The present case involved competing clauses agreed in two separate contracts, spaced one year apart. The court acknowledged that it would be possible to show that the second contract superseded the first, such that the parties intended it to displace the original for all purposes. In that case, bar some clear wording, it seems likely that the second contract's jurisdictional clause would take precedence over the first.(9)

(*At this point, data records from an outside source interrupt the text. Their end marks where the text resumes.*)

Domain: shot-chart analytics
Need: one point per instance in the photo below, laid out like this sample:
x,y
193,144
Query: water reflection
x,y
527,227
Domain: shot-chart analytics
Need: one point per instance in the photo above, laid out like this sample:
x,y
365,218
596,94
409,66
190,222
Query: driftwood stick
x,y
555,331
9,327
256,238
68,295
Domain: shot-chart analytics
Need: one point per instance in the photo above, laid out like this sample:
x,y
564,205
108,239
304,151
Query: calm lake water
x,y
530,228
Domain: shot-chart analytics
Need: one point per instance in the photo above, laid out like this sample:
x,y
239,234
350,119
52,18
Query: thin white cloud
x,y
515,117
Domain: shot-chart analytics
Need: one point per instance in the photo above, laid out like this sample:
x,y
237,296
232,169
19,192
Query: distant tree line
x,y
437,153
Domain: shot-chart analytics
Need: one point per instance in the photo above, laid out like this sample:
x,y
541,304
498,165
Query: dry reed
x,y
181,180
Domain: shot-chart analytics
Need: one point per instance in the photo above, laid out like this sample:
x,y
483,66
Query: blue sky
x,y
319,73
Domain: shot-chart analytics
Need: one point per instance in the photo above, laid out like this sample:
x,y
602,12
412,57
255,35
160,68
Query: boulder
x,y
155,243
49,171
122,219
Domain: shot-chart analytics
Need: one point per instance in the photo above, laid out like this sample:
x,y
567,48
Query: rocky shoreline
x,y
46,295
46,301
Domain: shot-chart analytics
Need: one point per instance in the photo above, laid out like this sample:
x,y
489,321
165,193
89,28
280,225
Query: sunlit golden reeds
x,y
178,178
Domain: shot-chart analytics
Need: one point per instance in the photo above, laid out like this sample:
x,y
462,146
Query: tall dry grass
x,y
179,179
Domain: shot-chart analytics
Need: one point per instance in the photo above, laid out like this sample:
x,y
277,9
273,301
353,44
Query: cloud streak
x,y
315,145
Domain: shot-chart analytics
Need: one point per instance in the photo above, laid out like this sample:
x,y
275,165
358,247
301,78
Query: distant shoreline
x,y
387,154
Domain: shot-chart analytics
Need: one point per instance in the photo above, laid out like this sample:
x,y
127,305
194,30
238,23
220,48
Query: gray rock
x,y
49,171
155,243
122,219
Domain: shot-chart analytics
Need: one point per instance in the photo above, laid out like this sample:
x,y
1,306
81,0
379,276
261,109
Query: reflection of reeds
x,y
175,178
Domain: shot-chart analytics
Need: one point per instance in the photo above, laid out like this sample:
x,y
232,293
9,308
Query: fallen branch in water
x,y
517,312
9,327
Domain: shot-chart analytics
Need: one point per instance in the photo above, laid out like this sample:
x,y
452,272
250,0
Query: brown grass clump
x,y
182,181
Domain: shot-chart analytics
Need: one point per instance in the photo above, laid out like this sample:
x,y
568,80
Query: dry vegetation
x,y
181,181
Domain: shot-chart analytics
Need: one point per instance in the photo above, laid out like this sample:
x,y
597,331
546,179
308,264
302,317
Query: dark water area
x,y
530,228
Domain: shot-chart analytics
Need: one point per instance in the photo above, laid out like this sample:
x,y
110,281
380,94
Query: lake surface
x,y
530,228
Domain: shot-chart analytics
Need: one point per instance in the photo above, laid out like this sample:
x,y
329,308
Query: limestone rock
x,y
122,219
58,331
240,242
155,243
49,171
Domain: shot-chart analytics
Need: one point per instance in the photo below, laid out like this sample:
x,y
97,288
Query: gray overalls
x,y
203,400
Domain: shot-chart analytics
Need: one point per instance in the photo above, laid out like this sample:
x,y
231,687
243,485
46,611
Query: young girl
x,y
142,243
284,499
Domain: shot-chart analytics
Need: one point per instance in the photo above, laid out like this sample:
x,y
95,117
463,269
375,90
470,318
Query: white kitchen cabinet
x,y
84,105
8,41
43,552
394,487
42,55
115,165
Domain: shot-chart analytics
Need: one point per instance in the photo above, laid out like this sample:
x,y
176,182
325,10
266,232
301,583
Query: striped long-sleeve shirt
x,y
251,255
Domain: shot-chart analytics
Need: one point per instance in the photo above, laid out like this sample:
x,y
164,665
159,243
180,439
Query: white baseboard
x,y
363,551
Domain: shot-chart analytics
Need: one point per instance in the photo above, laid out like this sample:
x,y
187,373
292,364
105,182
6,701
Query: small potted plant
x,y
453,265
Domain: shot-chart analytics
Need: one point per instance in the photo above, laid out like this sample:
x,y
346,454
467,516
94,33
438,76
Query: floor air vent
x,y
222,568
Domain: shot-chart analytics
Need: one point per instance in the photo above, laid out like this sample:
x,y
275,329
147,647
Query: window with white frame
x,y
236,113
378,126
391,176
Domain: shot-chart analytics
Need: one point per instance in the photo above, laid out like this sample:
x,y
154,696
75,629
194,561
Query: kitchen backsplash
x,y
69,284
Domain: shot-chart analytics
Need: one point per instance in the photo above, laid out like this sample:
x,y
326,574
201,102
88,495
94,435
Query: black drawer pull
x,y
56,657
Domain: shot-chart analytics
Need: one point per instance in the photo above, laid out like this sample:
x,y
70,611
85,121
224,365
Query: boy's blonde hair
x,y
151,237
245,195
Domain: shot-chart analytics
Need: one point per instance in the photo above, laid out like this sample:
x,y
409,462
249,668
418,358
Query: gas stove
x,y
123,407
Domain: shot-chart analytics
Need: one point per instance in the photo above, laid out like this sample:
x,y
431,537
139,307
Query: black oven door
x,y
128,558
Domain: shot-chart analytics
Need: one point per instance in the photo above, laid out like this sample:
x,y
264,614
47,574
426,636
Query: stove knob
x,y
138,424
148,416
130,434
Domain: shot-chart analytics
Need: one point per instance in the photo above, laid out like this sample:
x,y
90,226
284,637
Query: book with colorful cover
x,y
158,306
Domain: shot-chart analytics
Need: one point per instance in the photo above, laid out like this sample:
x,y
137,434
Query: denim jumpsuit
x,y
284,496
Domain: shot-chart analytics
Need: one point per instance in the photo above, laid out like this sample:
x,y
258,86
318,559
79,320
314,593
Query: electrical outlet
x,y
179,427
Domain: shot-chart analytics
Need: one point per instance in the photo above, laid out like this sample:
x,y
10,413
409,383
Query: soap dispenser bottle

However, the parties clearly contemplated that both agreements would subsist together and for different purposes, albeit that the escrow agreement had been entered into one year following the SPA and was not anticipated at the time of the SPA. Therefore, the court considered that the approach identified in Trattamento remains a helpful guide and, applying this, it held that Albion's claim did not fall within the arbitration agreement. Thus, the application for a stay under Section 9 by EIGL failed because of the following reasons:

  • There is nothing particularly surprising in parties stipulating different dispute resolution provisions in principal and security agreements, given the different purposes of these agreements. It was more likely that the arbitration agreement in question was intended to address the security and other ancillary obligations created by that agreement, rather than to displace (at least so far as the outstanding payment was concerned) the choice of jurisdiction under the SPA.
  • The drafting of the arbitration agreement(10) suggested that it was for obligations created by the escrow agreement ("this letter") rather than disputes as to the interpretation or performance of the SPA. Moreover, payment into the escrow agreement was "without prejudice to… any other rights which Albion… may have under the SPA".
  • The escrow agreement concerned only three of the six parties to the SPA. The parties (as sensible businesspeople) had likely intended the arbitration agreement to have a localised effect to avoid the position where claims between some of the parties to the SPA were subject to High Court jurisdiction and other related claims under the SPA were subject to arbitration.

Comment

This decision highlights that care must, as ever, be taken in the drafting of jurisdictional clauses. In particular, parties must bear in mind that the court will not adopt a blanket approach to jurisdiction but will, where appropriate, carve out disputes arising out of separate agreements into their respective jurisdictions. The court will look behind the intention of a later agreement and will determine whether the dispute is truly in relation to the second or the first, applying the appropriate jurisdiction, bearing in mind the guide in Trattamento. This is of particular importance where a party believes that a later arbitration agreement will supersede a prior agreement such that a dispute would be confidential: the present decision shows that this is not necessarily the case.

Endnotes

(1) BNP Paribas v Trattamento Rifiuti Metropolitani SpA ([2019] EWCA Civ 768).

(2) Section 9 allows a party to apply to stay proceedings in favour of arbitration and the court must grant the stay unless "satisfied that the arbitration agreement is null and void, inoperative, or incapable of being performed".

(3) Trust Risk Group at [48]; Dicey, Morris and Collins at § 12-110.

(4) Trust Risk Group at [48]; Sebastian Holdings at [39] and [50].

(5) UBS v Nordbank [2009] at [83]; Trust Risk Group at [47]; Sebastian Holdings at [40].

(6) UBS v Nordbank at [84] and [95]; Sebastian Holdings at [40]; Savona at [1].

(7) Monde Petroleum at [35] and [36]; Savona at [1].

(8) Savona at [4] and [31].

(9) However, contrast this with the position in Satyam Computer Services Ltd v Upaid ([2008] EWCA Civ 487), in which the court held that claims under an underlying agreement that was preserved by a later settlement agreement did not "relate" to the settlement agreement and must therefore be subject to the underlying agreement's jurisdictional clause.

(10) In particular, its reference to "any dispute or difference… arising out of or in connection with this letter (including any question regarding its existence, validity, interpretation, performance or termination)".